In the more than four years that Palestine Action have waged their campaign against Israeli arms producer Elbit Systems and its various suppliers and subsidiaries, despite several prosecutions the Crown has had only one successful outcome against co-founder Richard Barnard. At a six-week trial last year at Snaresbrook Crown Court the jury returned a guilty verdict (for criminal damage) on just one count, while multiple other charges resulted in acquittal or a split jury.
Palestine Action face the same sort of crackdown as that affecting peaceful climate protesters – vested interests pressuring the government to introduce new laws and ever more Kafkaesque ‘clarifications’ in the legal system. The authorities are making it almost impossible for defendants to explain to a jury the true context of an action, which in many protest-related cases often led to acquittals when it was previously permitted.
Those vested interests include the Israeli government, as revealed by Palestine Action in documents last week, and as covered previously here, those fossil-fuel and arms industry-funded ‘think tanks’ and ‘independent’ government advisors, such as Policy Exchange and Lord Walney.
Perhaps under that outside pressure, the Crown has laid three new charges against Barnard, arising from two speeches he gave ahead of that Snaresbrook trial last year. Unlike the recent case of six ‘actionists’ who were arrested and held under terrorism legislation, but later charged with a range of non-terrorist charges, it looks like the authorities are proceeding with this prosecution.
At the pre-trial hearing on Friday morning at the Old Bailey, a date and venue were set for a plea hearing on 13th December and a 5-day trial next year from April 14th, both at Manchester Crown Court.
Barnard is charged with ‘expressing an opinion or belief that was supportive of a proscribed organisation, namely Hamas, being reckless as to whether it encouraged support of that organisation’ contrary to section 12(1A) of the Terrorism Act 2000. Two other charges of encouraging the commission of criminal damage will also be heard.
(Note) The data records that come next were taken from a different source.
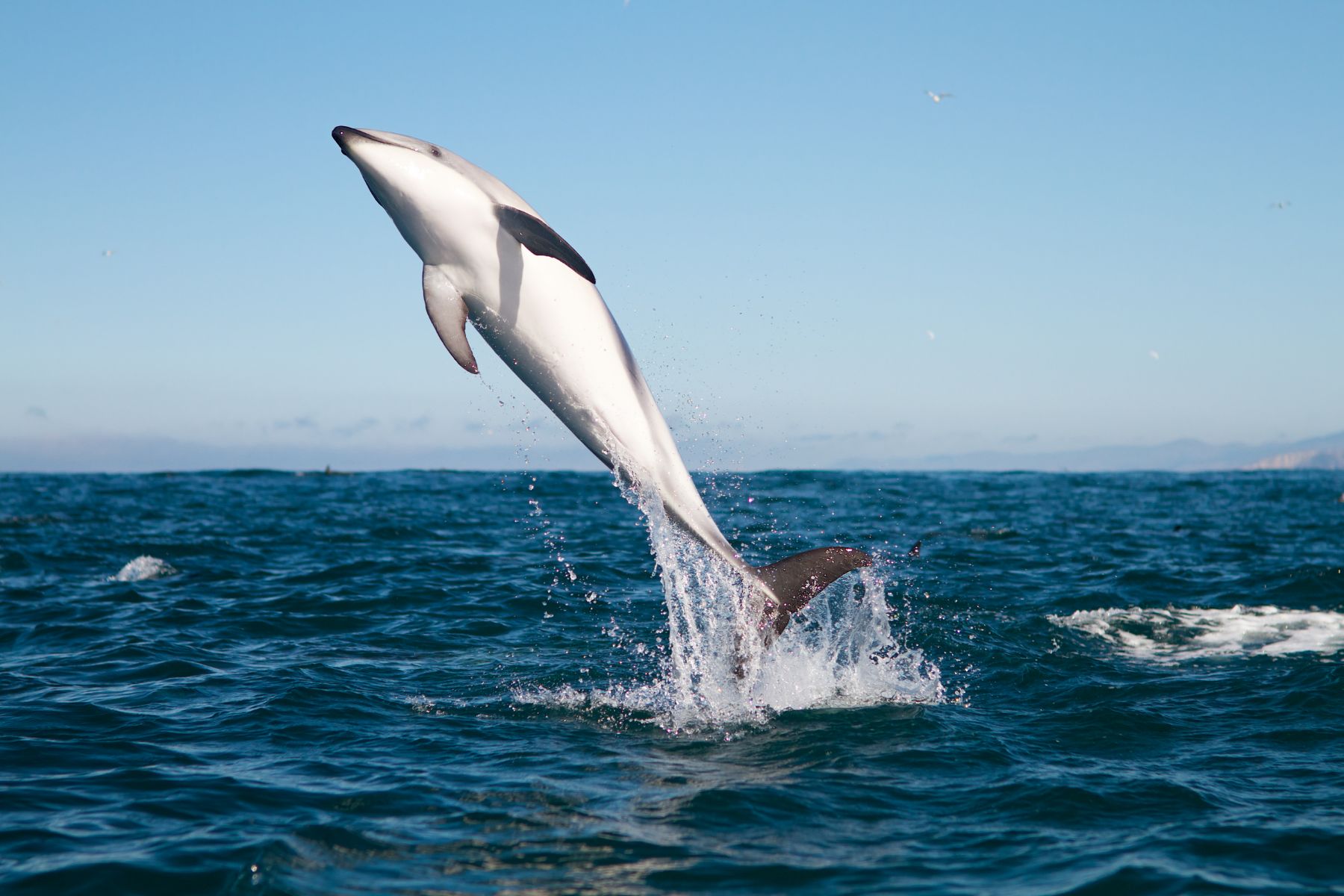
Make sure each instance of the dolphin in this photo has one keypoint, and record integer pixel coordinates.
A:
(492, 260)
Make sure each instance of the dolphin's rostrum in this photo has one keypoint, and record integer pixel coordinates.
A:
(491, 260)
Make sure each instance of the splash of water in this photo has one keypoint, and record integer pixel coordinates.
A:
(717, 672)
(141, 568)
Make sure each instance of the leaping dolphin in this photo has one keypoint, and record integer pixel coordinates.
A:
(491, 260)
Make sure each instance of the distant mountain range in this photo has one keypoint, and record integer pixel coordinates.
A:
(1183, 455)
(132, 454)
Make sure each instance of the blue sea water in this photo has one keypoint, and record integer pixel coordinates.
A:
(472, 682)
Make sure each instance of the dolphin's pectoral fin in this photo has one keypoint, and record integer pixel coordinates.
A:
(797, 579)
(539, 240)
(448, 312)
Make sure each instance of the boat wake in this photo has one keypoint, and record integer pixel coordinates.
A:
(1175, 635)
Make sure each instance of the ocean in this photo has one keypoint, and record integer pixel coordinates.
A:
(477, 682)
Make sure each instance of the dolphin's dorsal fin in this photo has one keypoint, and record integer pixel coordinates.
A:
(448, 312)
(797, 579)
(539, 240)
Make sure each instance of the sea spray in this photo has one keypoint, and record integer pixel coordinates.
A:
(839, 650)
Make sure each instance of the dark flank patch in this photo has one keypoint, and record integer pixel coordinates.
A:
(539, 240)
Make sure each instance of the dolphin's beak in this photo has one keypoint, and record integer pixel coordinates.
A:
(346, 136)
(343, 136)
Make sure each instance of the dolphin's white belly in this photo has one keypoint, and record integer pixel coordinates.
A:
(558, 336)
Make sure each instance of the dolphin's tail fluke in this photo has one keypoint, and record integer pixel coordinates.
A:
(797, 579)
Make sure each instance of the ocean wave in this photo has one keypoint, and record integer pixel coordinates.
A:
(1174, 635)
(144, 567)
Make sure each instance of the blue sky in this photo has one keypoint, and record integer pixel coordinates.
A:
(813, 262)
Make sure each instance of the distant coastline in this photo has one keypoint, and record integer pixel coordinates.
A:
(147, 454)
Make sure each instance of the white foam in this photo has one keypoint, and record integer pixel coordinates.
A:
(840, 652)
(144, 567)
(1174, 635)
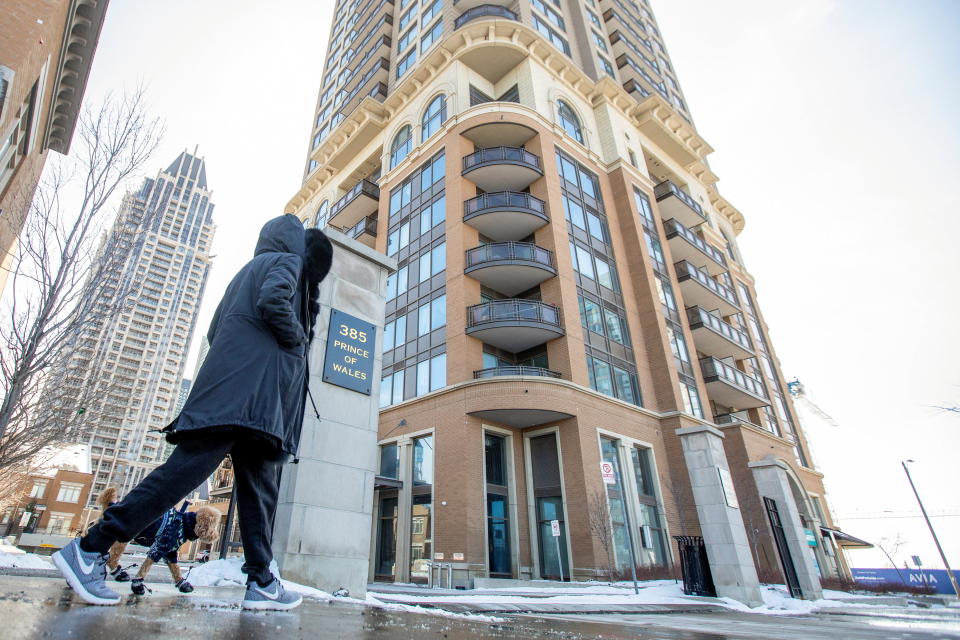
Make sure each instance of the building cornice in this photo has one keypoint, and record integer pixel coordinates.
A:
(653, 116)
(80, 36)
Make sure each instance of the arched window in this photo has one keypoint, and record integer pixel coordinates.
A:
(569, 121)
(401, 146)
(434, 116)
(321, 217)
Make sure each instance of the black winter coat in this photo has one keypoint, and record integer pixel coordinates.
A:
(254, 375)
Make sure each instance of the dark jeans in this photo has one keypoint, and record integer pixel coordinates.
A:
(191, 463)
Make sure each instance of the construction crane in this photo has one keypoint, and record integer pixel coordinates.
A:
(799, 393)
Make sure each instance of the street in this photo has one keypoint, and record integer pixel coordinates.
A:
(33, 607)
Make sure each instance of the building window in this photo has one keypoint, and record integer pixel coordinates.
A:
(59, 523)
(69, 492)
(401, 146)
(390, 461)
(38, 488)
(569, 121)
(434, 116)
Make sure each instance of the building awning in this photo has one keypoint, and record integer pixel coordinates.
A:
(845, 539)
(387, 483)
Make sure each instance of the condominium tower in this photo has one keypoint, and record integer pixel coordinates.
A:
(137, 358)
(569, 293)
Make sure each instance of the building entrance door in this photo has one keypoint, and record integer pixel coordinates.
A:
(386, 558)
(786, 560)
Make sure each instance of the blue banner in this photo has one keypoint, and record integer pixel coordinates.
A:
(348, 362)
(936, 578)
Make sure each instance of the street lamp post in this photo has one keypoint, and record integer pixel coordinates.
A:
(953, 579)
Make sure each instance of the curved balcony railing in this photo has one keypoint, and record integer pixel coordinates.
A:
(667, 188)
(501, 200)
(699, 317)
(513, 310)
(714, 369)
(501, 155)
(674, 228)
(519, 370)
(484, 11)
(686, 271)
(509, 251)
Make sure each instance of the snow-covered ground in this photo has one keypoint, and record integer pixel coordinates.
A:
(776, 600)
(227, 573)
(11, 557)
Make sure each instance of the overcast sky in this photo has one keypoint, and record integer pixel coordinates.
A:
(836, 136)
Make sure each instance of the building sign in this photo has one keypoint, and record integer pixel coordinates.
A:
(936, 578)
(606, 471)
(351, 349)
(555, 528)
(726, 483)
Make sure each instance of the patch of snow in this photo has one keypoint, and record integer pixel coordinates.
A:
(228, 573)
(11, 557)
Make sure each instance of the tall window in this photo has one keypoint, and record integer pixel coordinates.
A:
(434, 116)
(400, 147)
(569, 121)
(421, 510)
(498, 509)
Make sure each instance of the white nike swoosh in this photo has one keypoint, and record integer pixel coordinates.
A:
(272, 596)
(87, 568)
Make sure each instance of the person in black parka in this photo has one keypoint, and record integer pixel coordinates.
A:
(248, 398)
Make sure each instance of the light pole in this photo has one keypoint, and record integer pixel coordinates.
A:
(943, 557)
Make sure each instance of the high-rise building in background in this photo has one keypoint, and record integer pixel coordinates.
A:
(571, 336)
(138, 356)
(46, 49)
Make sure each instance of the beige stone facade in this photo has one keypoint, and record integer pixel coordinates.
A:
(569, 292)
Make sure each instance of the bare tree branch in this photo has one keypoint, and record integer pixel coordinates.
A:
(63, 285)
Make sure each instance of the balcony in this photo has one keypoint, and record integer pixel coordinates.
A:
(699, 289)
(505, 215)
(714, 337)
(519, 370)
(364, 231)
(687, 245)
(362, 200)
(485, 10)
(730, 387)
(514, 325)
(678, 204)
(510, 267)
(502, 168)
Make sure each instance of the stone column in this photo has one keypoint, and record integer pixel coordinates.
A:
(770, 475)
(731, 563)
(322, 531)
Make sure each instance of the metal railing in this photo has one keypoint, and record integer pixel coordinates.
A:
(367, 224)
(513, 310)
(504, 200)
(667, 188)
(364, 187)
(713, 368)
(674, 228)
(698, 316)
(684, 268)
(515, 370)
(501, 154)
(496, 251)
(484, 11)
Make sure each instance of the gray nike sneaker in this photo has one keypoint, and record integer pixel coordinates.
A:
(272, 597)
(86, 572)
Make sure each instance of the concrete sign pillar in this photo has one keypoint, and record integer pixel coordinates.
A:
(731, 563)
(772, 481)
(322, 531)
Despite new laws and restrictions on defence, juries are still freeing brave activists who take action against the industry supplying aid to Israel’s rampage in the Middle East. Just last month at Bradford Crown Court, despite the four defendants being refused any defence in law, a jury was unable to reach a decision over criminal damage said to have cost more than half a million pounds to Teledyne Space and Defence Ltd in the Wirral, which supplies components for Israeli F-35 jets.
On the other hand, more activists are facing prison, being remanded for actions with long waits for trials. As Richard Barnard says in this Real Media interview, “When they crack down, when they repress people, more people step into that space, and more people become active. They don’t learn their lessons from history, whereas we do.”